Member of the Canadian Parliament for Burnaby—Seymour
- In office 1974–1979
- Preceded by: Ed Nelson
- Succeeded by: The electoral district was abolished in 1979.

Personal details
- Born: January 18, 1927 Calgary, Alberta, Canada
- Died: April 10, 2020 (aged 93) Toronto, Ontario, Canada
- Party: Liberal
- Profession: anchorman, broadcaster, journalist, news reporter/announcer

= Marke Raines =

Canadian politician (1927–2020)

Marke Raines (January 18, 1927 – April 10, 2020) was a Liberal member of the House of Commons of Canada. He was previously a broadcaster and journalist for radio stations CJJC, CKNW and CJOR and television station BCTV.

Born in Calgary, Alberta, Raines gained notoriety as a CKNW radio reporter when in 1964 he made an unauthorised crossing of the Port Mann Bridge, as the facility had not yet been opened to the public.

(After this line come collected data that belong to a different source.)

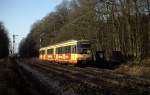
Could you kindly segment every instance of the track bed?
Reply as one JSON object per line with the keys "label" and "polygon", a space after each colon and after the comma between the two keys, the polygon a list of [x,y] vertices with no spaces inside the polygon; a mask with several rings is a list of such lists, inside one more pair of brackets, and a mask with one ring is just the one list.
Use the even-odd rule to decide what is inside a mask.
{"label": "track bed", "polygon": [[[92,67],[80,68],[43,62],[20,62],[41,92],[55,95],[149,95],[150,80]],[[28,73],[27,73],[28,72]],[[43,91],[42,91],[43,90]]]}

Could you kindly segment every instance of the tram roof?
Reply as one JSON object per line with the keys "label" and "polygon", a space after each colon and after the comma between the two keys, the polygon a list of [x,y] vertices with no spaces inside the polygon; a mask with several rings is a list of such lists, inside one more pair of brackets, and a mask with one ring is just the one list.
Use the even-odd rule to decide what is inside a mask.
{"label": "tram roof", "polygon": [[57,47],[57,46],[64,45],[64,44],[78,43],[78,42],[89,42],[89,40],[68,40],[68,41],[63,41],[63,42],[59,42],[59,43],[56,43],[56,44],[48,45],[46,47],[42,47],[42,48],[40,48],[40,50],[47,49],[47,48],[53,48],[53,47]]}

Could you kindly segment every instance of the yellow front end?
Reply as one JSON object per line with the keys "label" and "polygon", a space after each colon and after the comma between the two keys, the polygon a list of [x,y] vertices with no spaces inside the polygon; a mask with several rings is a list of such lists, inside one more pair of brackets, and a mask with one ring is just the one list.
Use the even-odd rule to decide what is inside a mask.
{"label": "yellow front end", "polygon": [[71,62],[72,64],[77,64],[77,54],[71,54]]}
{"label": "yellow front end", "polygon": [[83,60],[83,61],[92,60],[92,56],[89,54],[78,54],[77,60]]}

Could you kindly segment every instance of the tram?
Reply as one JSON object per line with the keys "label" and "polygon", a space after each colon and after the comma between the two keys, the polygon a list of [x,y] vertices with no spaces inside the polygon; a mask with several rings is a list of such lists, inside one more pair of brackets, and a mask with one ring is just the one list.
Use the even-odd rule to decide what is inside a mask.
{"label": "tram", "polygon": [[86,64],[91,62],[91,44],[88,40],[69,40],[40,48],[39,59],[67,64]]}

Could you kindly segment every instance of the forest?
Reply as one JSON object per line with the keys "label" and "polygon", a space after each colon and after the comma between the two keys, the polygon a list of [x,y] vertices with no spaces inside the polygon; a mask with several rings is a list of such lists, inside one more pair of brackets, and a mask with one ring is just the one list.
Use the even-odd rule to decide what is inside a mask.
{"label": "forest", "polygon": [[87,39],[93,52],[120,51],[140,62],[150,57],[150,0],[63,0],[33,23],[22,40],[22,57],[38,55],[38,49],[70,39]]}

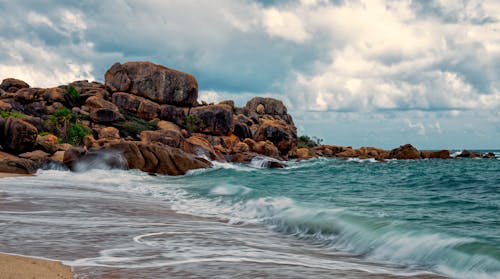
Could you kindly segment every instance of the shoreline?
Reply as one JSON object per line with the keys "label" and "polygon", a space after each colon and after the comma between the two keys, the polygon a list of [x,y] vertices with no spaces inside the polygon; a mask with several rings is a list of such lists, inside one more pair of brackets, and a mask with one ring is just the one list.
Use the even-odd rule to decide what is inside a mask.
{"label": "shoreline", "polygon": [[0,279],[72,279],[71,267],[59,261],[0,253]]}
{"label": "shoreline", "polygon": [[0,172],[0,178],[19,177],[19,176],[33,176],[33,174],[20,174],[20,173]]}

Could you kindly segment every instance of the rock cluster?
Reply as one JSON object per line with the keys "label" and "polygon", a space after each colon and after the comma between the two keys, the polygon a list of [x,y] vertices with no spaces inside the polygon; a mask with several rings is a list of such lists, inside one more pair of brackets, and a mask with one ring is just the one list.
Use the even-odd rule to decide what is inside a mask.
{"label": "rock cluster", "polygon": [[210,167],[211,160],[245,163],[257,156],[279,167],[297,146],[281,101],[200,104],[192,75],[150,62],[116,63],[104,84],[31,88],[8,78],[0,88],[0,171],[32,173],[48,163],[78,170],[100,161],[179,175]]}
{"label": "rock cluster", "polygon": [[[336,158],[358,158],[358,159],[375,159],[377,161],[385,161],[389,159],[397,160],[415,160],[415,159],[451,159],[449,150],[418,150],[411,144],[401,145],[392,150],[383,150],[376,147],[360,147],[354,149],[351,146],[336,146],[336,145],[317,145],[311,149],[298,148],[292,158],[306,160],[313,157],[336,157]],[[496,158],[494,153],[475,153],[468,150],[463,150],[456,157],[458,158]]]}

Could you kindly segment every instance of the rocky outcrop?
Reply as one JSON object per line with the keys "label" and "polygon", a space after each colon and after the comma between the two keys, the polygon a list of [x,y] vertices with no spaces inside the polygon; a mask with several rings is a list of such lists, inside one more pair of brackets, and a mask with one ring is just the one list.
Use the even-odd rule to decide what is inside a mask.
{"label": "rocky outcrop", "polygon": [[112,92],[130,92],[159,104],[197,104],[198,83],[192,75],[151,62],[115,63],[104,77]]}
{"label": "rocky outcrop", "polygon": [[19,89],[29,88],[29,87],[30,86],[26,82],[15,78],[6,78],[0,84],[0,89],[9,93],[14,93],[17,92]]}

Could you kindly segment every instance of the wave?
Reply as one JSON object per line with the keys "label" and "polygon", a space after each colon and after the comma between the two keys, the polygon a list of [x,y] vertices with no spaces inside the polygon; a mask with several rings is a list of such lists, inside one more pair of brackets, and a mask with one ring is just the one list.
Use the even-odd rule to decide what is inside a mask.
{"label": "wave", "polygon": [[[215,192],[220,187],[215,187]],[[224,189],[223,195],[230,192]],[[230,193],[236,195],[240,188],[234,189]],[[286,197],[234,204],[222,198],[201,198],[182,200],[173,208],[182,213],[216,216],[235,225],[262,224],[325,249],[353,253],[375,262],[421,267],[454,278],[500,277],[500,249],[487,243],[421,229],[407,222],[359,216],[342,208],[313,209]]]}

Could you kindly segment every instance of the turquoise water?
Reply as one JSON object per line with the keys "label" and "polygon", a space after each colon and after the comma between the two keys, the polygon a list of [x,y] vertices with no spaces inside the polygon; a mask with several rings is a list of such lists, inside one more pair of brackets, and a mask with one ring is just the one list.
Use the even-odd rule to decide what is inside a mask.
{"label": "turquoise water", "polygon": [[449,276],[500,278],[500,160],[318,159],[186,182],[190,197],[230,222]]}
{"label": "turquoise water", "polygon": [[[384,163],[314,159],[292,162],[285,169],[259,168],[259,164],[217,164],[182,177],[118,170],[79,174],[51,170],[34,178],[2,180],[8,185],[0,191],[19,200],[44,201],[45,206],[54,204],[54,199],[66,201],[59,202],[57,208],[46,208],[47,220],[56,222],[58,230],[79,228],[81,235],[65,234],[64,245],[71,243],[72,249],[78,250],[84,244],[74,244],[75,239],[104,239],[95,244],[95,253],[54,256],[81,268],[147,269],[196,263],[189,272],[202,270],[200,276],[216,277],[224,268],[236,268],[227,266],[229,263],[252,262],[258,266],[246,266],[254,269],[238,273],[248,276],[236,277],[253,278],[263,272],[263,265],[269,268],[274,263],[280,267],[270,269],[267,277],[365,278],[354,272],[363,271],[382,274],[375,278],[500,278],[498,159]],[[100,201],[104,198],[107,200]],[[137,213],[113,208],[121,221],[110,228],[99,227],[100,236],[96,237],[94,230],[61,216],[70,208],[68,212],[79,218],[106,223],[109,218],[105,216],[111,214],[109,206],[114,203],[110,199],[119,200],[125,208],[151,207],[139,214],[149,222],[137,221]],[[173,213],[148,213],[159,212],[162,206]],[[33,214],[36,216],[0,214],[0,221],[19,224],[9,228],[15,228],[20,238],[33,238],[31,222],[45,213]],[[193,224],[192,219],[188,222],[182,216],[199,219]],[[156,227],[167,217],[169,226]],[[150,224],[153,220],[156,225]],[[142,225],[128,225],[135,222]],[[54,229],[37,226],[37,230],[46,231],[43,239],[48,241]],[[119,240],[117,231],[129,233]],[[201,237],[204,241],[186,240],[186,235],[200,231],[205,232]],[[220,237],[222,232],[224,237]],[[5,245],[0,246],[0,252],[2,248],[3,252],[33,252],[18,248],[19,243],[8,233],[0,241]],[[57,241],[61,238],[50,243]],[[92,250],[91,245],[85,245]],[[44,255],[46,252],[43,250]],[[207,273],[211,270],[207,262],[216,263],[211,266],[214,273]],[[284,266],[290,268],[285,275]],[[292,270],[297,266],[302,269]],[[333,269],[353,272],[327,276],[326,270]],[[151,273],[148,278],[156,277]]]}

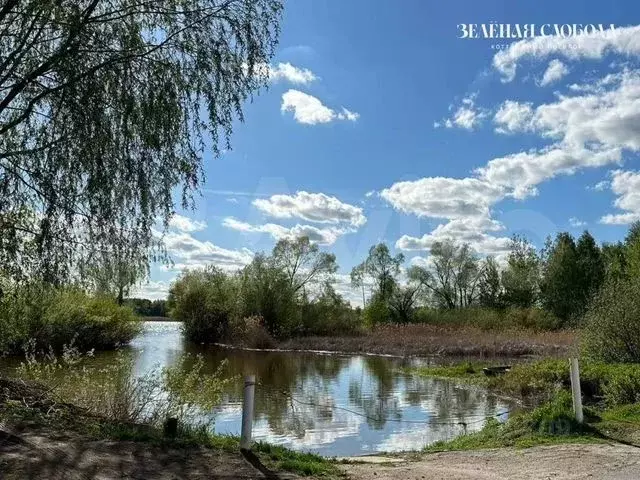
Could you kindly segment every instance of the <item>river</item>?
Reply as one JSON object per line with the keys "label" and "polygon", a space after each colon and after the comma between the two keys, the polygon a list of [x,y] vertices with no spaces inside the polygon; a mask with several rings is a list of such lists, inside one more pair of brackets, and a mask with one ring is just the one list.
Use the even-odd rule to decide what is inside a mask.
{"label": "river", "polygon": [[[254,439],[325,456],[416,450],[479,430],[487,418],[505,420],[517,408],[481,388],[403,371],[427,359],[194,345],[178,322],[145,322],[125,353],[137,376],[174,365],[185,353],[201,354],[206,371],[226,360],[223,375],[233,381],[221,404],[206,412],[220,434],[239,435],[242,376],[255,374]],[[104,352],[95,361],[113,359]]]}

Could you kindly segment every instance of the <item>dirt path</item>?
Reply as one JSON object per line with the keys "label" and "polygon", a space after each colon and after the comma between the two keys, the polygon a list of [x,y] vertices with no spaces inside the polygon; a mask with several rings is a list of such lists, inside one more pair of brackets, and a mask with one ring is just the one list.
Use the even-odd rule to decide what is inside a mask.
{"label": "dirt path", "polygon": [[[285,479],[297,478],[282,475]],[[70,436],[0,439],[2,480],[263,479],[238,454]]]}
{"label": "dirt path", "polygon": [[625,445],[556,445],[426,455],[396,465],[345,466],[352,480],[638,480],[640,449]]}

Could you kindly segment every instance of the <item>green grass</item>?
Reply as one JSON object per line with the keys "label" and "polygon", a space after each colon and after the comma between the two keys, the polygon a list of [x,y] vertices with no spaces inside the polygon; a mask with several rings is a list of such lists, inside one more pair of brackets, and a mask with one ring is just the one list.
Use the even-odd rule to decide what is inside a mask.
{"label": "green grass", "polygon": [[486,448],[527,448],[559,443],[597,443],[602,435],[592,426],[578,424],[571,408],[571,396],[562,392],[553,402],[521,412],[500,423],[493,419],[479,432],[450,441],[437,442],[425,452],[477,450]]}
{"label": "green grass", "polygon": [[407,369],[407,371],[423,377],[455,378],[472,383],[486,384],[488,377],[482,372],[482,369],[486,366],[486,364],[478,362],[462,362],[453,365],[417,367]]}
{"label": "green grass", "polygon": [[295,452],[288,448],[258,442],[254,452],[265,465],[274,470],[294,472],[303,476],[342,478],[344,475],[329,459],[313,453]]}
{"label": "green grass", "polygon": [[531,447],[557,443],[591,443],[605,439],[640,444],[640,365],[582,362],[581,385],[586,423],[574,420],[567,360],[547,359],[515,365],[509,372],[485,377],[481,363],[420,367],[417,375],[453,378],[487,387],[500,394],[537,404],[503,424],[496,420],[481,431],[427,452],[479,448]]}

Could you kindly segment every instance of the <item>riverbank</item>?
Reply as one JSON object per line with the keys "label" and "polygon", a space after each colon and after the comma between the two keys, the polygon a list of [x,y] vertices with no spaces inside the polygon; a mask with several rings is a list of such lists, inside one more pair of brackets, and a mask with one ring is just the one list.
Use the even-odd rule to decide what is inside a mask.
{"label": "riverbank", "polygon": [[295,337],[277,344],[283,350],[386,354],[400,357],[558,357],[576,340],[572,330],[482,330],[463,325],[385,325],[354,336]]}
{"label": "riverbank", "polygon": [[[253,451],[274,478],[338,479],[331,461],[264,443]],[[0,377],[0,472],[7,479],[264,478],[237,437],[114,422],[61,404],[41,385]]]}

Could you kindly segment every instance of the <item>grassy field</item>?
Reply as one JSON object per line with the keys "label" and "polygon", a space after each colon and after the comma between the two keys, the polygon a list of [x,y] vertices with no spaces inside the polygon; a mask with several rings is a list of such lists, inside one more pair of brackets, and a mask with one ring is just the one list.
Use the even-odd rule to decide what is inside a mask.
{"label": "grassy field", "polygon": [[278,346],[400,356],[452,357],[560,356],[570,351],[575,332],[527,329],[483,330],[463,325],[385,325],[358,336],[299,337]]}

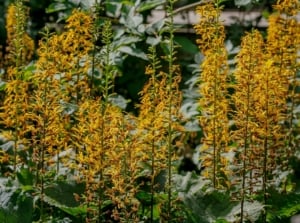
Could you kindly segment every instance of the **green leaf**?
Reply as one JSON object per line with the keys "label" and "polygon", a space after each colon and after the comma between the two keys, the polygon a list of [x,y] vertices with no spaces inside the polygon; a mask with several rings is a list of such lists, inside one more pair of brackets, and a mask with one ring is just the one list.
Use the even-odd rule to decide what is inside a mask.
{"label": "green leaf", "polygon": [[137,43],[140,42],[142,39],[140,37],[137,36],[123,36],[116,40],[113,44],[115,45],[115,47],[119,47],[119,46],[125,46],[125,45],[130,45],[133,43]]}
{"label": "green leaf", "polygon": [[18,181],[24,186],[33,185],[34,176],[29,171],[28,168],[22,168],[20,171],[18,171],[17,178],[18,178]]}
{"label": "green leaf", "polygon": [[180,49],[187,53],[196,54],[199,52],[197,45],[191,40],[189,40],[187,37],[176,36],[174,40],[181,46]]}
{"label": "green leaf", "polygon": [[51,185],[45,188],[45,195],[48,197],[49,204],[75,208],[79,206],[79,202],[75,200],[74,194],[82,194],[84,188],[84,184],[76,182],[51,182]]}
{"label": "green leaf", "polygon": [[78,110],[78,106],[76,104],[72,104],[64,101],[60,101],[60,104],[63,108],[63,113],[66,115],[71,115]]}
{"label": "green leaf", "polygon": [[[74,2],[75,1],[75,2]],[[78,0],[73,0],[74,3],[78,2]],[[90,9],[96,4],[96,0],[81,0],[80,5],[84,9]]]}
{"label": "green leaf", "polygon": [[148,0],[148,1],[144,1],[142,2],[138,7],[137,7],[137,11],[138,12],[143,12],[143,11],[147,11],[150,9],[154,9],[157,6],[163,5],[166,3],[166,0]]}
{"label": "green leaf", "polygon": [[123,110],[126,109],[128,103],[128,101],[120,94],[110,95],[108,101]]}
{"label": "green leaf", "polygon": [[279,222],[281,219],[288,221],[293,215],[300,212],[300,194],[288,193],[282,194],[272,189],[269,191],[272,196],[268,199],[268,203],[272,206],[267,209],[268,222]]}
{"label": "green leaf", "polygon": [[163,52],[164,52],[165,55],[170,55],[170,52],[171,52],[171,50],[170,50],[170,44],[168,43],[167,40],[161,41],[160,42],[160,47],[162,48],[162,50],[163,50]]}
{"label": "green leaf", "polygon": [[215,223],[229,223],[225,219],[218,219]]}
{"label": "green leaf", "polygon": [[149,44],[149,45],[151,45],[151,46],[156,46],[160,42],[161,42],[161,36],[158,36],[158,37],[149,36],[146,39],[146,43]]}
{"label": "green leaf", "polygon": [[11,152],[14,148],[14,141],[6,141],[0,148],[5,152]]}
{"label": "green leaf", "polygon": [[29,81],[33,77],[33,73],[35,71],[34,64],[30,64],[23,70],[22,78],[24,81]]}
{"label": "green leaf", "polygon": [[[264,205],[258,201],[245,201],[244,202],[244,219],[250,222],[256,222],[262,214]],[[235,207],[232,208],[230,213],[225,215],[225,219],[229,222],[234,222],[236,216],[239,216],[241,213],[241,204],[238,203]]]}
{"label": "green leaf", "polygon": [[157,22],[151,23],[146,27],[146,33],[149,35],[157,35],[165,24],[165,19],[160,19]]}
{"label": "green leaf", "polygon": [[[6,181],[7,182],[7,181]],[[18,185],[1,182],[0,187],[0,222],[31,223],[33,216],[33,198],[23,193]]]}
{"label": "green leaf", "polygon": [[106,13],[110,17],[118,17],[121,13],[122,3],[107,1],[106,4]]}
{"label": "green leaf", "polygon": [[126,53],[128,55],[141,58],[143,60],[148,60],[147,55],[140,49],[136,49],[129,46],[122,46],[119,48],[122,53]]}
{"label": "green leaf", "polygon": [[139,25],[141,25],[143,22],[143,16],[142,15],[135,15],[135,16],[128,16],[125,20],[124,25],[136,29]]}
{"label": "green leaf", "polygon": [[151,193],[146,191],[139,191],[136,193],[135,196],[143,205],[151,205]]}
{"label": "green leaf", "polygon": [[53,198],[45,195],[44,201],[47,202],[49,205],[59,208],[60,210],[68,213],[71,216],[83,216],[87,213],[87,208],[84,206],[77,206],[77,207],[69,207],[66,205],[61,204],[60,202],[54,200]]}
{"label": "green leaf", "polygon": [[158,220],[160,218],[160,204],[153,205],[153,220]]}
{"label": "green leaf", "polygon": [[54,13],[68,9],[67,4],[54,2],[51,3],[48,8],[46,8],[46,13]]}
{"label": "green leaf", "polygon": [[0,80],[0,91],[4,91],[6,87],[6,82],[3,80]]}
{"label": "green leaf", "polygon": [[236,6],[246,6],[251,4],[251,0],[234,0]]}

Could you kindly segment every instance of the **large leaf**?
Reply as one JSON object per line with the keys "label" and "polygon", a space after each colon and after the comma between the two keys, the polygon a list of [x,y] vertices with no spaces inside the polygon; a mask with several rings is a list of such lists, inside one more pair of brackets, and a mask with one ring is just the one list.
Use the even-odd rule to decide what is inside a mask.
{"label": "large leaf", "polygon": [[122,3],[107,1],[106,4],[106,14],[111,17],[118,17],[121,13]]}
{"label": "large leaf", "polygon": [[269,193],[272,196],[267,201],[272,205],[267,208],[268,222],[287,222],[293,215],[300,213],[299,193],[282,194],[274,189]]}
{"label": "large leaf", "polygon": [[236,6],[246,6],[251,4],[251,0],[234,0]]}
{"label": "large leaf", "polygon": [[76,201],[74,194],[82,194],[84,192],[84,188],[84,184],[76,182],[51,182],[51,185],[45,188],[45,195],[51,205],[57,207],[76,208],[79,206],[79,202]]}
{"label": "large leaf", "polygon": [[[263,211],[264,205],[258,201],[245,201],[244,202],[244,219],[249,222],[256,222]],[[241,213],[241,204],[238,203],[235,207],[232,208],[230,213],[225,215],[225,219],[229,222],[236,222],[237,216],[240,216]]]}
{"label": "large leaf", "polygon": [[163,5],[166,3],[166,0],[147,0],[142,2],[138,7],[137,11],[138,12],[143,12],[146,10],[154,9],[157,6]]}
{"label": "large leaf", "polygon": [[54,206],[56,208],[59,208],[60,210],[64,211],[65,213],[78,217],[78,216],[84,216],[87,213],[87,208],[84,206],[77,206],[77,207],[68,207],[66,205],[61,204],[57,200],[49,197],[49,196],[44,196],[44,201],[48,203],[51,206]]}
{"label": "large leaf", "polygon": [[[236,214],[234,208],[238,205],[238,202],[233,202],[230,194],[226,191],[211,189],[208,184],[209,181],[202,177],[189,172],[184,176],[176,175],[174,181],[179,196],[183,199],[185,205],[191,209],[198,223],[211,223],[217,220],[221,221],[221,219],[228,220]],[[251,209],[253,206],[248,205],[247,207],[249,207],[247,213],[255,214],[253,218],[256,218],[257,212]]]}
{"label": "large leaf", "polygon": [[128,55],[141,58],[143,60],[148,60],[147,55],[140,49],[129,47],[129,46],[122,46],[119,48],[122,53],[126,53]]}
{"label": "large leaf", "polygon": [[18,182],[0,181],[0,222],[31,223],[33,198],[19,188]]}
{"label": "large leaf", "polygon": [[198,53],[199,49],[197,45],[192,42],[190,39],[184,36],[176,36],[175,42],[177,42],[181,46],[181,50],[190,53],[190,54],[196,54]]}
{"label": "large leaf", "polygon": [[108,101],[121,109],[125,109],[128,103],[128,101],[120,94],[110,95]]}
{"label": "large leaf", "polygon": [[20,171],[18,171],[17,178],[18,181],[24,186],[33,185],[34,176],[28,168],[22,168]]}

He was elected in the Burnaby—Seymour riding in the 1974 general election, but did not seek another term in the House of Commons after finishing his term in 1979 in the 30th Canadian Parliament. He was appointed a part-time member of the Canadian Radio-television and Telecommunications Commission in 1981 for a five-year term. Raines died of heart failure on April 10, 2020, in Toronto.